Cellular, as in division, and also as in cell phones. Cellular bits of data, broken up and fed back through analog speakers — cellphone calls, blip-blip buzzing a percolating rhythm on “Cellular Automata’s” opening seconds — then a chorus of squirming bacteria and fractured phone calls divide and multiply. Timeghost’s perplexing electronics display Adam Morosky’s skill as a sensory manipulator, a crafter of frantic, pulsating sonic experiences, as well as his unique mood and composition. He has a curious vision, with range and uncanny ability as an avant-garde producer.
“Logic through complexity,” utters Adam Morosky on “Phantom Ring,” in a funereal monotone. “Succumb to the virus, lose yourself… you are nothing.” Despite the macabre pitch, this is actually a direct negotiation with the listener. This album is built up of layers of disorienting electronics, gritty buzzing noise, and thick drones that swirl around Morosky as he disperses unsettling ruminations about parasites and human experimentation — some of the lyrics are derived from the text of the Nuremberg Code — but never to alienate the listeners. He’s like a biologist numb to the danger of a disease from years of studying it, who’s now obsessed with its morbid beauty and wishing to share it. Timeghost explores bizarre subject matter as well as curious frequencies, the points where a percussed note gives way to new textures and tones, ear-pricking pointillism with a certain sonic friction. In other words, it requires lowering some amount of resistance to unwanted noises.

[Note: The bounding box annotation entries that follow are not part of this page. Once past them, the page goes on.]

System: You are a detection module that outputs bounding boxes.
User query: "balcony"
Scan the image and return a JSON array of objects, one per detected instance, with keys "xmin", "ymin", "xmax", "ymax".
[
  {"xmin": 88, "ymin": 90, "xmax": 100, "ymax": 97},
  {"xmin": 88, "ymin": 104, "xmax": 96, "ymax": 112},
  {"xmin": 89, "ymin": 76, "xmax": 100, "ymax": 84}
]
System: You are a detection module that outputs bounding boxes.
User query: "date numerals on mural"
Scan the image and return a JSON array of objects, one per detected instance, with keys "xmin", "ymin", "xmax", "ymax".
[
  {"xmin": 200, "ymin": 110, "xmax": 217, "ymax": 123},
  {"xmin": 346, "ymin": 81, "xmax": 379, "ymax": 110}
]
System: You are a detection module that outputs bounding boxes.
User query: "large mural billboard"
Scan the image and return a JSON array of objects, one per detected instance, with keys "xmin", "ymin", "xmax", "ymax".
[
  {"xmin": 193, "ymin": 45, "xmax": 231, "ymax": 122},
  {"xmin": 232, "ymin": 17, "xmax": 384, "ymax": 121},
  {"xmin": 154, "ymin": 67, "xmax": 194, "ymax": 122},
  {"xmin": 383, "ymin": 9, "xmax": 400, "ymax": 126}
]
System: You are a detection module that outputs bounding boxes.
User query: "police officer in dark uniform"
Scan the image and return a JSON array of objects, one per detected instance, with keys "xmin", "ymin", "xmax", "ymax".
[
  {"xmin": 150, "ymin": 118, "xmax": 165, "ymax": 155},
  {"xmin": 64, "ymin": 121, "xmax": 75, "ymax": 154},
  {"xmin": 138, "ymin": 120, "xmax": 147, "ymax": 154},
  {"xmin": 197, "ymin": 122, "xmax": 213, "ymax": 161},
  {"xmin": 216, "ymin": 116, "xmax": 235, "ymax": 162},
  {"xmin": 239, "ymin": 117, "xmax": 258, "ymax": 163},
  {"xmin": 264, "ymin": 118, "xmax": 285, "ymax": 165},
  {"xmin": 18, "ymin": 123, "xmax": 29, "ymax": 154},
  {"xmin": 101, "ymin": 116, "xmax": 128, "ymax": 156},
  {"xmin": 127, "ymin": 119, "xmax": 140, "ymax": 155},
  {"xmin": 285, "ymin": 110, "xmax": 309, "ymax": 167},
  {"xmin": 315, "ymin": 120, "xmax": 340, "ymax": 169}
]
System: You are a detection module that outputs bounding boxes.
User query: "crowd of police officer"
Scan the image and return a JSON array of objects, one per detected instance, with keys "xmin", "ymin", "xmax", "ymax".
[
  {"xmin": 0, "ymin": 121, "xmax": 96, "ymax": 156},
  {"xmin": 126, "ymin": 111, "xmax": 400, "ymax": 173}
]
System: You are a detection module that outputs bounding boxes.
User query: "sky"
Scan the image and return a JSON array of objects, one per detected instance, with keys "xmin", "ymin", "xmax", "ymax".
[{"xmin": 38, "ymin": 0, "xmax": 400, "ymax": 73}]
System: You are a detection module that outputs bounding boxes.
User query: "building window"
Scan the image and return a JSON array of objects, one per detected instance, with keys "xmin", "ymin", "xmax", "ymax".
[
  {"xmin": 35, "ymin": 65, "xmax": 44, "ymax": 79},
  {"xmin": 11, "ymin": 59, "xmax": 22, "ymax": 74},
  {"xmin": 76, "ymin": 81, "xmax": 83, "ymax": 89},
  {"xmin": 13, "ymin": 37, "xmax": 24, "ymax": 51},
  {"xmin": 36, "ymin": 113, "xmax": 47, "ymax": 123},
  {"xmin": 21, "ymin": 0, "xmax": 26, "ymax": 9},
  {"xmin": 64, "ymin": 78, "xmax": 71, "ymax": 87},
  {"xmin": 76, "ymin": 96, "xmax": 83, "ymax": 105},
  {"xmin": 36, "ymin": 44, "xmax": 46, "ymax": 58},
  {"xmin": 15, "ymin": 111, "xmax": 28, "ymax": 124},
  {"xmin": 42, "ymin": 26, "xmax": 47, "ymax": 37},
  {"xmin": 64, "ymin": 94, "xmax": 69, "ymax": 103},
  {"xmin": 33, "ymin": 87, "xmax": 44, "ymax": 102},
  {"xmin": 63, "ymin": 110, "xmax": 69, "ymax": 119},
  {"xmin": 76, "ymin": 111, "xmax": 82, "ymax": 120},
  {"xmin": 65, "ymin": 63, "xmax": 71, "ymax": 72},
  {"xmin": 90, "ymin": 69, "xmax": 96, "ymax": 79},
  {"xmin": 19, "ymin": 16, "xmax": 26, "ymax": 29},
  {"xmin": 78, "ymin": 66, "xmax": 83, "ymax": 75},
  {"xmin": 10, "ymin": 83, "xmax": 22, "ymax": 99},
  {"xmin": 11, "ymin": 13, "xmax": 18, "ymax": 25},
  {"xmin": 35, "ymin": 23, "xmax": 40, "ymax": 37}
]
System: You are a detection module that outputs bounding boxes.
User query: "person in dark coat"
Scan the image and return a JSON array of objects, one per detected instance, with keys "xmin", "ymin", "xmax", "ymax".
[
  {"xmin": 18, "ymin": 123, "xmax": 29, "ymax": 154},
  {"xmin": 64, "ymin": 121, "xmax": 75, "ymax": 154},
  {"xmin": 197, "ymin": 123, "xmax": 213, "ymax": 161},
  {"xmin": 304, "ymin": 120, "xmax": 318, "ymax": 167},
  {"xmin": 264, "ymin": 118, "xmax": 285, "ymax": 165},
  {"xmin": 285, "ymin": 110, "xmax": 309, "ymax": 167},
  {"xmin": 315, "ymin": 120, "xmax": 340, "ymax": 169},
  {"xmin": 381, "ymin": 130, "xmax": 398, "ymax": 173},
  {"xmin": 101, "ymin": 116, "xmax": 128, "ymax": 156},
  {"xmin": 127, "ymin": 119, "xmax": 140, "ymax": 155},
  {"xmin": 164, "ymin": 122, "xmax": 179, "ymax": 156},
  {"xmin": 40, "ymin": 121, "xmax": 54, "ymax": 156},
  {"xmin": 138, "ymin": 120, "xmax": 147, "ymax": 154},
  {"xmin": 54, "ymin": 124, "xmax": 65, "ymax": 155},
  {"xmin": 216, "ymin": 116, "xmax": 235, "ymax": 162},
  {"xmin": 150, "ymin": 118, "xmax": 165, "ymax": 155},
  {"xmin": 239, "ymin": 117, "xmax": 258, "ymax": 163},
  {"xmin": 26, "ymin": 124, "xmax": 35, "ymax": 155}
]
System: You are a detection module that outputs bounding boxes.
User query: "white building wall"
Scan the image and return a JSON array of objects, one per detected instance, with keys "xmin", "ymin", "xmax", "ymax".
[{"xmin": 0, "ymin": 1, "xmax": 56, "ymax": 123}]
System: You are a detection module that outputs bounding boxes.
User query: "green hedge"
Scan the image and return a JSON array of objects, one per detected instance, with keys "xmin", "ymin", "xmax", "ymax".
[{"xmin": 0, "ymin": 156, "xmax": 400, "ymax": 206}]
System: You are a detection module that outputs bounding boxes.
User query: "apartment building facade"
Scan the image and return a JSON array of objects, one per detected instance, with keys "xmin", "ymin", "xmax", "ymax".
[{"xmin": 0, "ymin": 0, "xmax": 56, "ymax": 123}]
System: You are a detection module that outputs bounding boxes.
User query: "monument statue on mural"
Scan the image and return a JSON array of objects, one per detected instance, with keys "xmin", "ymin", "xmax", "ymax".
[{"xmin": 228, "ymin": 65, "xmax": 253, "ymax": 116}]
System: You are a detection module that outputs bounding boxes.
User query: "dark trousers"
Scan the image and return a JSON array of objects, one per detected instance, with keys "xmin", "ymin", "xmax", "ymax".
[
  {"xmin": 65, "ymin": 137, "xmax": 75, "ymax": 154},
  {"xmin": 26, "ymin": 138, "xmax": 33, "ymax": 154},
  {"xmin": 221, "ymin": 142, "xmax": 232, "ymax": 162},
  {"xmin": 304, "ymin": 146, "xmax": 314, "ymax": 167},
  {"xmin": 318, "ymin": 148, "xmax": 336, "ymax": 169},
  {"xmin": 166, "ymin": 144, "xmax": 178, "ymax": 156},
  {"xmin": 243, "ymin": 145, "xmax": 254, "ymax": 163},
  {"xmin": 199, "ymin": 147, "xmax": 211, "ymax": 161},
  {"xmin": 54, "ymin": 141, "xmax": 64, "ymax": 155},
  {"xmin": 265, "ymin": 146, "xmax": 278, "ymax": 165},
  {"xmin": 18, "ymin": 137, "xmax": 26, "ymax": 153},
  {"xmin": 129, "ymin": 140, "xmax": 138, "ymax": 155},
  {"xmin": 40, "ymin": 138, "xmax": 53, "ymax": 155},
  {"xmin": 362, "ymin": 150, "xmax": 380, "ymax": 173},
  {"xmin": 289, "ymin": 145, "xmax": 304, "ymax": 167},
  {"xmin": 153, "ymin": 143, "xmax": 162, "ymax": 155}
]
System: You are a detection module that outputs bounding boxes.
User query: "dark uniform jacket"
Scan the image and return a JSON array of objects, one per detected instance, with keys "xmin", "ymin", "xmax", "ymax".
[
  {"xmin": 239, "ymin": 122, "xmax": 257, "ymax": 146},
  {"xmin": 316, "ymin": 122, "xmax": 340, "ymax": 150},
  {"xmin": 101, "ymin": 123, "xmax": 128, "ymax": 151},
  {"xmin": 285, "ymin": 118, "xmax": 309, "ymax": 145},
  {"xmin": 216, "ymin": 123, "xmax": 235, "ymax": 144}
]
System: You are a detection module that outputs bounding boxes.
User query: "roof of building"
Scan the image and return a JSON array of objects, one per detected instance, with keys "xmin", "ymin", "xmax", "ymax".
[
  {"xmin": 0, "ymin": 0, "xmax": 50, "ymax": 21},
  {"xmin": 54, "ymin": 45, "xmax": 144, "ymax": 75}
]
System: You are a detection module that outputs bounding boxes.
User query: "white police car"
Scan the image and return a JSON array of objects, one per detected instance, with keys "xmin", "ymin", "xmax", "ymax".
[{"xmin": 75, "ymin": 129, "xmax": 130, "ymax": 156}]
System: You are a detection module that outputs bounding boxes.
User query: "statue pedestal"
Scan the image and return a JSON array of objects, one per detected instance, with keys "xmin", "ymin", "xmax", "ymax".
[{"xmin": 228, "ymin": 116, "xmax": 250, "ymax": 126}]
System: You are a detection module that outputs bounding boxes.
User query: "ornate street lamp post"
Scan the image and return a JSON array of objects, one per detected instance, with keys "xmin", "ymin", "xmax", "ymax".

It’s the kind of technique an experimental musician develops through gear abuse and what I suspect is some level of synaesthesia. It feels inimitable, undefinable; it’s too caustic to be called drone, but only skirts the edges of power electronics’s level of violence. Sharp tones and quick decays abound as Timeghost builds synthetic environments, like “Phantom Ring’s” tape-rewind water torture or the clicking swarms of “Cellular Automata.” Many of the songs remain in one place, generating a quasi-musical racket of crisp sound, a choir of bugs and phones, serving as a surreal backdrop for Morosky’s poems. In some places, it’s a little looser, like “Delicate Resonances” and its Dada-romantic atmosphere. “Uber Orgone” in particular sounds downright golden and occasionally revolutionary, a chattering cymbal over an opera improvisation proving the least expected of successful pairings. It’s impatient music, a flurry of fractal changes and frightening suggestions, not a particularly comfortable listen by way of subject matter or relative harmony. But it’s fascinating like microbes under a microscope, a world of logic and complexity beneath its uncanny surface.